C’est ce qu’ont indiqué des intervenants à une conférence sur le thème des achats de composants électroniques, qui s’est tenue hier, 2 octobre, à la FIEEC.
Hier, 2 octobre 2018, s’est tenue, à la FIEEC, une conférence intitulée « Bien choisir et bien acheter dans le secteur électronique : une collaboration de toute la filière », organisée par l’Acsiel, le Snese et le SPDEI. Conférence de circonstance puisque sévit depuis début 2017 une pénurie de composants qui devrait durer jusqu’à l’année prochaine.

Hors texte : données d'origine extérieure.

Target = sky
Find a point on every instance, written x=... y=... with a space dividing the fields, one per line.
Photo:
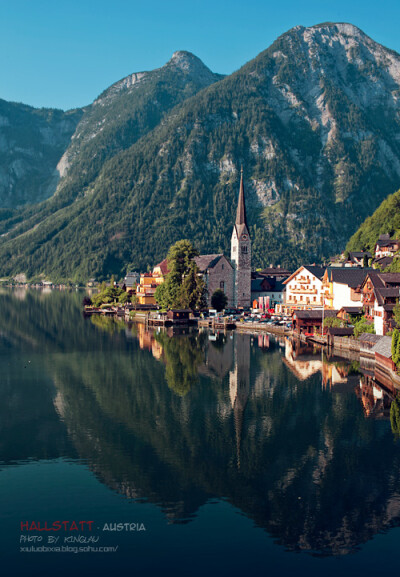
x=64 y=54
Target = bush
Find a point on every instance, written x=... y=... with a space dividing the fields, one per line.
x=363 y=326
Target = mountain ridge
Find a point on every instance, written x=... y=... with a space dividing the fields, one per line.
x=314 y=119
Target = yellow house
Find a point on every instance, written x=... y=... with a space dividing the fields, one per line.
x=149 y=281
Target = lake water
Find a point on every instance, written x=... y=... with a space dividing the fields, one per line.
x=215 y=455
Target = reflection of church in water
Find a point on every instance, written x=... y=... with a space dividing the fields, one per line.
x=239 y=385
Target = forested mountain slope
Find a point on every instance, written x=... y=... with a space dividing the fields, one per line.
x=314 y=120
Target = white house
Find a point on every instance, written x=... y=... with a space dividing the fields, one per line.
x=304 y=287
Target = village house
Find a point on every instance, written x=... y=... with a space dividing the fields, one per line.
x=357 y=258
x=311 y=321
x=386 y=246
x=342 y=287
x=266 y=292
x=380 y=293
x=149 y=282
x=304 y=288
x=131 y=280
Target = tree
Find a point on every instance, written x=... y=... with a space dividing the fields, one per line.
x=219 y=300
x=396 y=313
x=123 y=298
x=363 y=326
x=87 y=301
x=395 y=341
x=183 y=287
x=333 y=322
x=192 y=292
x=395 y=416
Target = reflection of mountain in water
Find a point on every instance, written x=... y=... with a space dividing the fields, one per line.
x=297 y=457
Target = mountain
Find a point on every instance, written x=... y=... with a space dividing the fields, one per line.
x=314 y=120
x=386 y=219
x=31 y=144
x=124 y=113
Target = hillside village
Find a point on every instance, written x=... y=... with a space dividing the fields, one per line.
x=350 y=288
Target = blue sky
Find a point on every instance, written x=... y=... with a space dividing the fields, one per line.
x=64 y=54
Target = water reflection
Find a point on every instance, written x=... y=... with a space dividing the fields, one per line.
x=179 y=419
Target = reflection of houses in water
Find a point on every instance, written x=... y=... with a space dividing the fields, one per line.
x=263 y=341
x=333 y=374
x=301 y=360
x=374 y=397
x=239 y=385
x=336 y=374
x=218 y=357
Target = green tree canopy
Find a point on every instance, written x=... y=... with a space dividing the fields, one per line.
x=219 y=300
x=184 y=286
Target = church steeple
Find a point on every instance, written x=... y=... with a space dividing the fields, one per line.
x=241 y=209
x=241 y=253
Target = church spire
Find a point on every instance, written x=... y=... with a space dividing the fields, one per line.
x=241 y=209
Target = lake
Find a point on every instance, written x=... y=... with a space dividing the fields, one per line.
x=130 y=452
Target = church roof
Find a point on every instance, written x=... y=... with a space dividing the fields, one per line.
x=241 y=220
x=206 y=261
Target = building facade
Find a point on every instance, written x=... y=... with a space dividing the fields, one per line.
x=217 y=272
x=304 y=288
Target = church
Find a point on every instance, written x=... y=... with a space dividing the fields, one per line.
x=234 y=276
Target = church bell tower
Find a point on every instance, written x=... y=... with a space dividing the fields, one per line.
x=241 y=253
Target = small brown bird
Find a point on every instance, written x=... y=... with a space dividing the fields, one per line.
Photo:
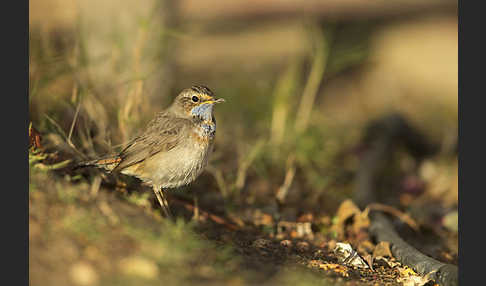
x=175 y=146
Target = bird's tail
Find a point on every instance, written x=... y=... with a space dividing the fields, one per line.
x=107 y=163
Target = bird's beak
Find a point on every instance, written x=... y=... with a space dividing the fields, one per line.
x=213 y=101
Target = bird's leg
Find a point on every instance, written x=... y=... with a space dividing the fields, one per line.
x=159 y=193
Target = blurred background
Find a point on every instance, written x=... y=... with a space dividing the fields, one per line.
x=312 y=89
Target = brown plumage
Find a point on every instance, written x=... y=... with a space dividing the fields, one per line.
x=174 y=148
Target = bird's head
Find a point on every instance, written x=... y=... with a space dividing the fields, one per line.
x=195 y=102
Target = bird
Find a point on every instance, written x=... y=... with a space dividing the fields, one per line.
x=173 y=149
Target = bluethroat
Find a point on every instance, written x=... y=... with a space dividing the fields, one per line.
x=174 y=148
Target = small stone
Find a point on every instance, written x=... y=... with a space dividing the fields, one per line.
x=139 y=266
x=302 y=246
x=286 y=243
x=83 y=274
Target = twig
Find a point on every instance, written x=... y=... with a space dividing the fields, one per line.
x=289 y=177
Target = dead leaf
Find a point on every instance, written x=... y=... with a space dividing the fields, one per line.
x=382 y=249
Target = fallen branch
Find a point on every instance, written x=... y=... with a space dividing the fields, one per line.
x=442 y=273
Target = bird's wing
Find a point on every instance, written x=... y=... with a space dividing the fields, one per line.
x=162 y=134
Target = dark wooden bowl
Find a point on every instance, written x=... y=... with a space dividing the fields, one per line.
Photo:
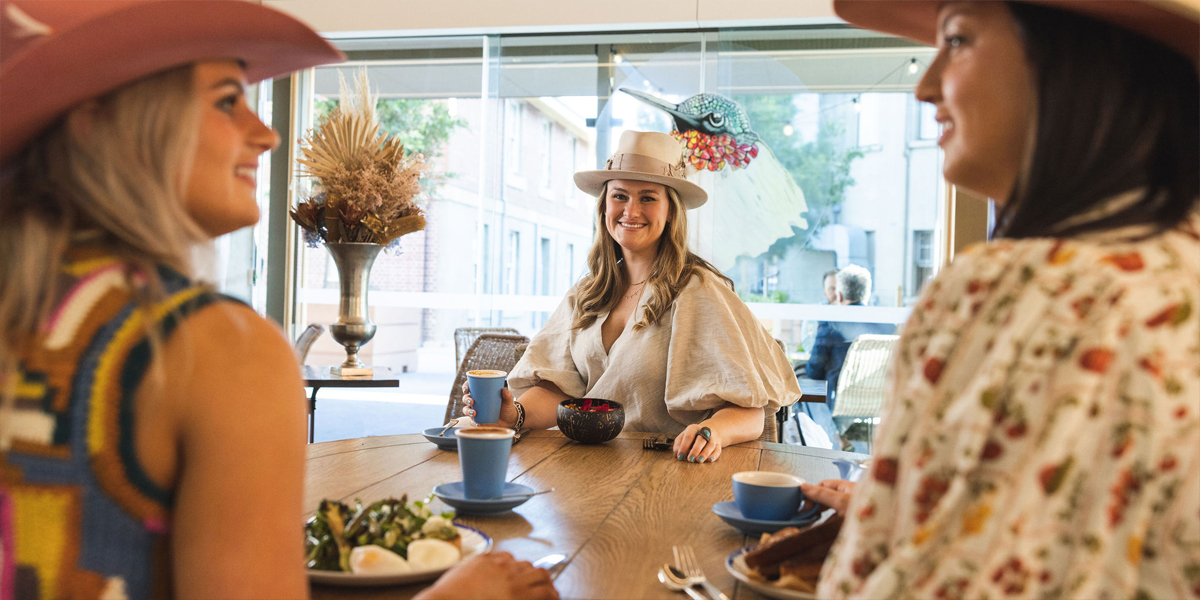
x=591 y=427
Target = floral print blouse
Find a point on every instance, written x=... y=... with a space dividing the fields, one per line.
x=1042 y=433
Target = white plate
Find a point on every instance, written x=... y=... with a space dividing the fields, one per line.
x=737 y=567
x=473 y=543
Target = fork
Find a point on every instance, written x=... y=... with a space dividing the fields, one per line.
x=658 y=443
x=685 y=561
x=451 y=423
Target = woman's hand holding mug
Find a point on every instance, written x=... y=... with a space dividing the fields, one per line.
x=508 y=408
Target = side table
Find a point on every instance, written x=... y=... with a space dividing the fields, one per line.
x=318 y=377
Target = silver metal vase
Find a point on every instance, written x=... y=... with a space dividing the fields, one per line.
x=353 y=328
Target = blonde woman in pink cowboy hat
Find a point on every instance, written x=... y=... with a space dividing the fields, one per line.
x=1042 y=431
x=151 y=431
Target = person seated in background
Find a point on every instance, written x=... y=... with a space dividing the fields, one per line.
x=829 y=286
x=833 y=340
x=151 y=430
x=809 y=328
x=653 y=325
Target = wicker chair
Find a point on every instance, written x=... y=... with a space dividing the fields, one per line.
x=489 y=351
x=304 y=343
x=466 y=336
x=861 y=385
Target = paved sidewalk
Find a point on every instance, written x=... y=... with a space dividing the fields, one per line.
x=419 y=403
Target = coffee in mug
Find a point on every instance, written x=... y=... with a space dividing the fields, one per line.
x=485 y=389
x=484 y=459
x=768 y=496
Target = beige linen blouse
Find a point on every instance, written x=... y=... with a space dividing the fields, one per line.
x=708 y=349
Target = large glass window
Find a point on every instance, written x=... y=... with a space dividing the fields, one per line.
x=823 y=160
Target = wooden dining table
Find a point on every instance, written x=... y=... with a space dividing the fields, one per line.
x=616 y=511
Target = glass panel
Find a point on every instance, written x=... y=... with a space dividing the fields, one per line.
x=433 y=94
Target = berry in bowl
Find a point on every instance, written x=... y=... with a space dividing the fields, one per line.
x=591 y=420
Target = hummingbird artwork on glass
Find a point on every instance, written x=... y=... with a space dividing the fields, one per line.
x=751 y=189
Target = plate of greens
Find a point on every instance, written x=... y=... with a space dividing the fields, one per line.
x=388 y=543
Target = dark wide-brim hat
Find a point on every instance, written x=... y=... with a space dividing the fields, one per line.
x=1174 y=23
x=55 y=54
x=646 y=156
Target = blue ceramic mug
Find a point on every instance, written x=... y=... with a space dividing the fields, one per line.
x=768 y=496
x=485 y=389
x=484 y=457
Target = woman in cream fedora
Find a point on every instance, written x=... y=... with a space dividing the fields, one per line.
x=1042 y=431
x=151 y=431
x=653 y=325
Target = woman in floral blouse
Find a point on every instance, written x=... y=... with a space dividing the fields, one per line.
x=1042 y=435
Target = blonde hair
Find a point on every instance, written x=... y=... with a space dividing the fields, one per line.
x=673 y=268
x=118 y=181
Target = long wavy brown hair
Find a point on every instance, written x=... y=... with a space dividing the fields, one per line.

Eric Burnotte, président du Snese, a d’emblée dressé un tableau de la situation : « Cette crise mondiale est inédite de par sa durée, son ampleur et les catégories de composants concernées… Et nous y avons tous une responsabilité ».
La pénurie en question concerne au premier chef les condensateurs céramique multicouches (MLCC), les chips résistifs, les discrets (notamment encapsulés en boîtiers SOT 23) et les MOSFET. Et elle devrait durer. Selon Pascal Fernandez, président du SPDEI, il faut s’attendre, en 2019, à des tensions sur tous les composants précités ainsi que sur certaines mémoires.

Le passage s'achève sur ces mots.